Wow! It's a good thing I read your post after the title because I had already discovered 6 tenors from Latin America I was already to list who were (are) superb singers.
(but you didn't mean that, did you!)


----------



## MAS (Apr 15, 2015)

Seattleoperafan said:


> I am rereading The Last Prima Donnas, and so many such as Gina Cigna, Eva Turner and of course more famously Callas, had some of the most important gigs of their careers in Mexico City and Buenos Aires. Why was that market so important for opera 70 years ago and today I never hear any mention of famous singers today singing there. Does anyone have an explanation. Could there have been more European immigrants to fuel the desire back in the day?


I think it has to do with Art and Culture in those countries. Patrons of the Arts there, people with money, wanted to show they could afford to import singers from Italy (mostly) or singers famous worldwide (like Birgit Nilsson in Wagner).

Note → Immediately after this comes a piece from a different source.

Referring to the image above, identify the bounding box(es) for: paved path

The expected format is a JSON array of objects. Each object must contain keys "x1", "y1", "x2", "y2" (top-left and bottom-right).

Callas, for instance, was invited to both São Paulo and Rio de Janeiro (along with Tebaldi and others) as imported singers from Italy, possibly as singers from La Scala. In later years, while I was living there, they would invite a whole company, like the Teatro San Carlo from Naples, to present one or two operas there. I suppose that their impresarios traveled to Italy to discover which singers to invite, or simply contacted agents in Italy to do so.

The teatro Colón of Buenos Aires, Argentina, for instance has had a rich history of presenting important and rising singers during their opera seasons there. The teatro Colón is considered "the first of a sextet of great opera houses" in which Callas sang (Michael Scott). Callas, in 1949, traveled with Serafin, Barbieri, and Rossi-Lemeni, and I surmise they may have been recommended to the Colón as a package deal by someone in Italy (Bonardi?).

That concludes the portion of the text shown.